Friday, August 3, 2012

INTO THE NOD

A couple of days ago bro #3 Smokey asked why I wasn't posting in the blog? "Nothing to say." I answered honestly. As far fetched as that seems, it's true. For the past couple of months I've been in a holding pattern so severe that I only seem to get off the couch long enough to scream at the cats and crack another beer. Because of a severe infection that has me hacking up crud all day, I've stopped my eye medicine and as we all know that does not help anyone's mood. Poor Shewho has taken the brunt of my anger with her usual graciousness, but even she has her limits. Where does all this stem from? Well, let me tell you.
    Since doing THE BARn in May I've had no work......therefore no money coming in. But a lack of money is not anything new to me. No, it's not the lack of money that's getting to me. Next week my old friend Chuck has included me in a group show in a NYC gallery. A group show in the NY in Aug.- first gallery showing in 25 years. Seems like my career is right on track. So it's not my career (or lack thereof) that's bumming me. I got my health, the love of a good woman, good friends, I own my home, I come from a tight family and have no real reason to bitch. But then I think of mom. Bingo!

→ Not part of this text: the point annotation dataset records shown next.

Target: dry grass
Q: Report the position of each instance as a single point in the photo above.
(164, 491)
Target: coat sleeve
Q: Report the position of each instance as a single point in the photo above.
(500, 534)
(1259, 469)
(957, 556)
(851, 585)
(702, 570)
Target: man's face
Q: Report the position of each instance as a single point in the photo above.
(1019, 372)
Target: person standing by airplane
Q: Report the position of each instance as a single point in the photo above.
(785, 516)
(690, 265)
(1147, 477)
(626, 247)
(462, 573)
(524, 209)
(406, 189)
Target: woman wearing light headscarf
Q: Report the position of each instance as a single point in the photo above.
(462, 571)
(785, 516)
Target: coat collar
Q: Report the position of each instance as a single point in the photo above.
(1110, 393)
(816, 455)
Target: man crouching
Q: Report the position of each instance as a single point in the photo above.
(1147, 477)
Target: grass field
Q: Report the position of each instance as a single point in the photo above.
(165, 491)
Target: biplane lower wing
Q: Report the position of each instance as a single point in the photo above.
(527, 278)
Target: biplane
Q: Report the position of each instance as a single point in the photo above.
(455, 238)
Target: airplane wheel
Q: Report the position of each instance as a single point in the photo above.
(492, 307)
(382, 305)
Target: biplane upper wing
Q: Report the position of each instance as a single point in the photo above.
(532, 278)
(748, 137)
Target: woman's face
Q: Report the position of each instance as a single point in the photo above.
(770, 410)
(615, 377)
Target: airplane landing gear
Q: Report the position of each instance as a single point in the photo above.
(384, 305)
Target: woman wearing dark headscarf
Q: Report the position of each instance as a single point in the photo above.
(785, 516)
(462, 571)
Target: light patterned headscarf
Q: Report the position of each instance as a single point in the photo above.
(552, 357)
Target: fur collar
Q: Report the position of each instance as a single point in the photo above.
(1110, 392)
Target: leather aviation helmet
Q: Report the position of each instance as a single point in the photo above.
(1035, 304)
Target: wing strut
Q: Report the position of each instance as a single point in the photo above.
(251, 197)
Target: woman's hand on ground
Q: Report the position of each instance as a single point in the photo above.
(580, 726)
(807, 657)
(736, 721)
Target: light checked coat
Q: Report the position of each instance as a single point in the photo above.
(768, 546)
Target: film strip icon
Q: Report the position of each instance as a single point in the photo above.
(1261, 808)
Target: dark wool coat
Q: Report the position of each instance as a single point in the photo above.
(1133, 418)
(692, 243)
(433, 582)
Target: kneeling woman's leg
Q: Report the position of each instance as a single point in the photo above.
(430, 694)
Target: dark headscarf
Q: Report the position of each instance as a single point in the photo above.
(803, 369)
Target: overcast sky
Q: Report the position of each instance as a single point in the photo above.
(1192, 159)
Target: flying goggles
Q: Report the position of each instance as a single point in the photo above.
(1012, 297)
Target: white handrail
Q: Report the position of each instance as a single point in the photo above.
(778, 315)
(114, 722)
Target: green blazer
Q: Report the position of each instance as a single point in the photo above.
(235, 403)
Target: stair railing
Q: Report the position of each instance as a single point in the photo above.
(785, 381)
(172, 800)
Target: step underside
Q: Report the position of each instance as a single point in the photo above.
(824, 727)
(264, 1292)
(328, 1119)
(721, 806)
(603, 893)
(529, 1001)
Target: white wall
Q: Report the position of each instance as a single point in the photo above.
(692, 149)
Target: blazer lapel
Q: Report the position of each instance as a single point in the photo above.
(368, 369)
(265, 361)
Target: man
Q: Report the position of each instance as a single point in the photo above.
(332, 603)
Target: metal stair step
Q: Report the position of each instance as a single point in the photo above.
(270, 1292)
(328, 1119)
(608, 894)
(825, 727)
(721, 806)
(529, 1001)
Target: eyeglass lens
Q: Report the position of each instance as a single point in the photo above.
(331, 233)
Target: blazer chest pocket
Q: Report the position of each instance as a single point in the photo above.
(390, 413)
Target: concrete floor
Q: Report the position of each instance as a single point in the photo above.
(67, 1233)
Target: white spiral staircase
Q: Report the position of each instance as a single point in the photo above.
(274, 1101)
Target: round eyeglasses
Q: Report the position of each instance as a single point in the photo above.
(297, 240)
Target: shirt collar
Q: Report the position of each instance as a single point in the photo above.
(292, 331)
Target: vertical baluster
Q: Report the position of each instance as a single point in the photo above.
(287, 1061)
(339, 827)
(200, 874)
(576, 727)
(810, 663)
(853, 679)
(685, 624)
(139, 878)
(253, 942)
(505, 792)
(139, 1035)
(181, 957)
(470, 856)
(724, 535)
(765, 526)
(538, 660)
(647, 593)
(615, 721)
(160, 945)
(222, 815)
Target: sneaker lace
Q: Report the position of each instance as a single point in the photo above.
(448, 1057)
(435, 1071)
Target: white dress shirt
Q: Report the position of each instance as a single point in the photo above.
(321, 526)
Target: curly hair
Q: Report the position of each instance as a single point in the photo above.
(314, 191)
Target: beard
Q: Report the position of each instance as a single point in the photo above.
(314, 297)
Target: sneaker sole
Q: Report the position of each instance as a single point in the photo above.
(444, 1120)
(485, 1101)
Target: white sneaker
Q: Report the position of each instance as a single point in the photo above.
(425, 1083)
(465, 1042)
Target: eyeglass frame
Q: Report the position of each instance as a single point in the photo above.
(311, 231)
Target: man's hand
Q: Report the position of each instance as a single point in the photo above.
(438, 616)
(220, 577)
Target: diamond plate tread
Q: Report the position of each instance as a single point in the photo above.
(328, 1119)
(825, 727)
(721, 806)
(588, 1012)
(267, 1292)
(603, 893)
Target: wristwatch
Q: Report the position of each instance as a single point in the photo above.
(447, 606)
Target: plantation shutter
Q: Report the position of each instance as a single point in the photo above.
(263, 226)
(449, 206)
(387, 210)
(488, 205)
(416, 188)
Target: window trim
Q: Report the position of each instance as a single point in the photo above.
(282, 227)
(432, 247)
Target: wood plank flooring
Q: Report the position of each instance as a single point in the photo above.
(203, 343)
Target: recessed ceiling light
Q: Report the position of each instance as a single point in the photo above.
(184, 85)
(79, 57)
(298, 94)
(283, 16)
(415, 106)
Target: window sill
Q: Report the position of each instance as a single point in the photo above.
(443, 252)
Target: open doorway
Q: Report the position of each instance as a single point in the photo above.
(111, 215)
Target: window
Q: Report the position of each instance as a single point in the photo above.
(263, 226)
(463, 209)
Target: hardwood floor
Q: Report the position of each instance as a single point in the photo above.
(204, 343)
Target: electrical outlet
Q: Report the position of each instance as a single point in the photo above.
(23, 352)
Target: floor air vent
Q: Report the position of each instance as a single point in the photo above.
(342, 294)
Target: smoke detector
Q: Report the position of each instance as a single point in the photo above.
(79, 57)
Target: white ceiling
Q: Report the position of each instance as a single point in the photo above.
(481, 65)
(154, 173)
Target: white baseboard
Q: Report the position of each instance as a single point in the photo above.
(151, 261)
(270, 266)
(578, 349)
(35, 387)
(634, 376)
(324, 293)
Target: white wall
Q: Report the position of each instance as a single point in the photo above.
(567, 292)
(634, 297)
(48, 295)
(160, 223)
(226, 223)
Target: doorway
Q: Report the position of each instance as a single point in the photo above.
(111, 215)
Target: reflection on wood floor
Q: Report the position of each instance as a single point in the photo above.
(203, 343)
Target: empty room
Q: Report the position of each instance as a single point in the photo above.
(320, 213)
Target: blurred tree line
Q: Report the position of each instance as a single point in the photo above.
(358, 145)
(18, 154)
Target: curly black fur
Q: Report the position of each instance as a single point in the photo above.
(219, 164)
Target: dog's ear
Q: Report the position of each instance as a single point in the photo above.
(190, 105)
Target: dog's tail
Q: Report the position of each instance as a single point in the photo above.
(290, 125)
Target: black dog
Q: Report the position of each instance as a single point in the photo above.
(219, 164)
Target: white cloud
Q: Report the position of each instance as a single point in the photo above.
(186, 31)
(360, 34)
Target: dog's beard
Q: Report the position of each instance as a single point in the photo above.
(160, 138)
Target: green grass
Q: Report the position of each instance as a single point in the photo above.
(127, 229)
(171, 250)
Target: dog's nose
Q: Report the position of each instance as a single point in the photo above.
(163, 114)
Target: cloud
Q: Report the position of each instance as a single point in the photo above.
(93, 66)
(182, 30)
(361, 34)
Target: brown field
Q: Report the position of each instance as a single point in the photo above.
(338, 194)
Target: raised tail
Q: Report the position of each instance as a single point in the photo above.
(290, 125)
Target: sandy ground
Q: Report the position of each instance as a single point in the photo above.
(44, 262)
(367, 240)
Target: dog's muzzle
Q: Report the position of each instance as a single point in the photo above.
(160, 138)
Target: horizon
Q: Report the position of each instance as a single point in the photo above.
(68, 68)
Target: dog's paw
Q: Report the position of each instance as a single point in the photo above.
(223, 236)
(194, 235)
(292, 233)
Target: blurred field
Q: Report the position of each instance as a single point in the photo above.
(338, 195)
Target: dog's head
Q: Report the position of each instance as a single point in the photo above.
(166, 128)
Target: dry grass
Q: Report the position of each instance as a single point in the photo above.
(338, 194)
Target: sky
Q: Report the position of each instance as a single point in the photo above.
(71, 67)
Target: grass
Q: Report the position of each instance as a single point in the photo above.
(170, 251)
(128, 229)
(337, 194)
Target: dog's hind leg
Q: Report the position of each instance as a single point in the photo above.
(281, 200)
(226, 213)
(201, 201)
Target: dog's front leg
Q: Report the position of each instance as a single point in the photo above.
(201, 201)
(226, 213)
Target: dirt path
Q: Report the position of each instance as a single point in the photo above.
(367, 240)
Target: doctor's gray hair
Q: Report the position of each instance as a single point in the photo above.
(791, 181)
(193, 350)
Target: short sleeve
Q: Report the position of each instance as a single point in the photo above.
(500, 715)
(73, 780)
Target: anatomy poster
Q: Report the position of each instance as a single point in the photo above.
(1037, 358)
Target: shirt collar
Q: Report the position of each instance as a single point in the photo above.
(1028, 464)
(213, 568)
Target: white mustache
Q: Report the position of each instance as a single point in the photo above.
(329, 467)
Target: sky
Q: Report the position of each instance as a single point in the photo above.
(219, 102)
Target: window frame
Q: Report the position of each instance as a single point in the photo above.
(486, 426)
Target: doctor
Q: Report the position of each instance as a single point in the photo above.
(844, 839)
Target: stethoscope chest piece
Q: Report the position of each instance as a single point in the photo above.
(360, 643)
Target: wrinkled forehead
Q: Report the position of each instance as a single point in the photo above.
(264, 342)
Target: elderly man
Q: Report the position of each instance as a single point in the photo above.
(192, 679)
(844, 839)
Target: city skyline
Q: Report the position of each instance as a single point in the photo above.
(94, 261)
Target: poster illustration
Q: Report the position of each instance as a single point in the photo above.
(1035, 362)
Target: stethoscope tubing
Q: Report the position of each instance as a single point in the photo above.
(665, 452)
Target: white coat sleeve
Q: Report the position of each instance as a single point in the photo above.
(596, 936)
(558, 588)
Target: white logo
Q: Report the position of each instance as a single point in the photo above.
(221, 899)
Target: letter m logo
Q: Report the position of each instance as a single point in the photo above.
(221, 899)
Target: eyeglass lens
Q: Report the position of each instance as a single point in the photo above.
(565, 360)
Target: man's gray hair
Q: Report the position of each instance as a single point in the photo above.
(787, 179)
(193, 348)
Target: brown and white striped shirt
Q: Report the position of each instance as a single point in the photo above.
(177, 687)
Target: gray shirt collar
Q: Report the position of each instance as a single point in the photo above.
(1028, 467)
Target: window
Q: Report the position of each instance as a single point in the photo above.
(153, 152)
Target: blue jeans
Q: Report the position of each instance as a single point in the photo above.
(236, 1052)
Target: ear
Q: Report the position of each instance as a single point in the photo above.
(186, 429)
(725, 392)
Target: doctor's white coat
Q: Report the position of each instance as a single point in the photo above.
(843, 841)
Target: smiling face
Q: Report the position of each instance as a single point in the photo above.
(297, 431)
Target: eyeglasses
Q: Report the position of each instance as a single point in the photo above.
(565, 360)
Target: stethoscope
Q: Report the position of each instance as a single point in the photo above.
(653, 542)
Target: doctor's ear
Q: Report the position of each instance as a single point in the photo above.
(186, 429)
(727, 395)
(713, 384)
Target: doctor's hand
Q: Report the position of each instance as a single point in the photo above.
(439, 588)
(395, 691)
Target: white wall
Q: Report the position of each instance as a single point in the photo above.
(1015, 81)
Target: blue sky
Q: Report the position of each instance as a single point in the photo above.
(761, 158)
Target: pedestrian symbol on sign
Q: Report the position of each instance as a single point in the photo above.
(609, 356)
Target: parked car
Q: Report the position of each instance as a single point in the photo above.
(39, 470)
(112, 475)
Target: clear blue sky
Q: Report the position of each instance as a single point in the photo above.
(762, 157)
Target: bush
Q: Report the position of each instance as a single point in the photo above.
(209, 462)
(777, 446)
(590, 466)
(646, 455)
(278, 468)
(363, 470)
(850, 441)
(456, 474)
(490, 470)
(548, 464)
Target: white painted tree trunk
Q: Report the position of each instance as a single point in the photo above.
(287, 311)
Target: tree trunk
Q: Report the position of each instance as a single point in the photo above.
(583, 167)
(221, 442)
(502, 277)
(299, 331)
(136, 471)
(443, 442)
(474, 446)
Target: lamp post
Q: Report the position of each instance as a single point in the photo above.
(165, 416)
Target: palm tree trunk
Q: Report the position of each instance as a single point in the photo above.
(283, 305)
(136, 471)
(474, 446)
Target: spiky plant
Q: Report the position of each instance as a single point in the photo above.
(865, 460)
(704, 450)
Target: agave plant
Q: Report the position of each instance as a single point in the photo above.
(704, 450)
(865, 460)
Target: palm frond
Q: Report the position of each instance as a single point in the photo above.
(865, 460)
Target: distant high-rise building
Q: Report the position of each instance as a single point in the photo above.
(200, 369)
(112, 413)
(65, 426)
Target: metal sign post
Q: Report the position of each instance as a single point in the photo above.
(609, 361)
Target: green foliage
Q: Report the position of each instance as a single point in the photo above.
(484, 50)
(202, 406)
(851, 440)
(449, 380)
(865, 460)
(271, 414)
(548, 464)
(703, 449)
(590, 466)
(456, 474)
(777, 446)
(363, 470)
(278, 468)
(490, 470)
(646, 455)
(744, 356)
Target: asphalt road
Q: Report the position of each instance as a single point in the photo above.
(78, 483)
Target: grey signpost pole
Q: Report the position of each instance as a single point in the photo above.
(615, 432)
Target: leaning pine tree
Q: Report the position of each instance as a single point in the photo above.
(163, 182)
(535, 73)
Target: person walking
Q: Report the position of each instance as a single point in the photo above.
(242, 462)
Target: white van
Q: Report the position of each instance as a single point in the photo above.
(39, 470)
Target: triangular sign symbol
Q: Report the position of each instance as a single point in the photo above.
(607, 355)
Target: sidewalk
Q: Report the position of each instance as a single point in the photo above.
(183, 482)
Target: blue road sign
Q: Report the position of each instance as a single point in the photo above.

    No matter how great or fucked up one's family is, you know nothing else. I remember asking a teenager who was suspected of killing both his parents, what his childhood was like? He had grown up in Jim Jones' PEOPLE'S TEMPLE. "It was just life to me." he said "I knew nothing better or worse." In less than a month I turn 60. For the first 14 months of life (with the old man in Korea) it was just mom and I. I kid that I wish I had stayed an only child with a single mom. It's bullshit. The old man came home and ten years later I had 3 brothers and a sister. I love them all. But right now I have an especially warm spot for Smokey and my sister Mrs. B. They have taken care of our parents with such love and hard work that I can only sit back in grateful awe.
   I have had such a good life, no small part due to the love and support of my family. It started with my paternal grandfather and maternal grandmother. There's no plaques or statues recognizing these individuals. To the world at large they lived and died in obscurity. (As an artist, I'm the only member of the family concerned with posterity). But to a few they are legendary. They set the tone. My parents continued it. And now mom lays in a small bed, slipping in and out of consciousness, doped up on morphine, basically disappearing before our eyes. A couple of days ago Mupp, Ginger and I went over to the home to say our goodbyes. Mom smiled weakly and hugged and kissed us with all her might. Mrs. B. will not be pried away. She keeps the 24 hour vigil at her bedside. Ginger is heading back to Ct. to join her. I've said my goodbyes and can't bear to see her lay there, open mouthed, in a coma. It's a matter of hours now. It was just life to me. I knew nothing worse. But I think i can say with all confidence- they don't make them better than my mother. It's gonna take a while to get used to life without her.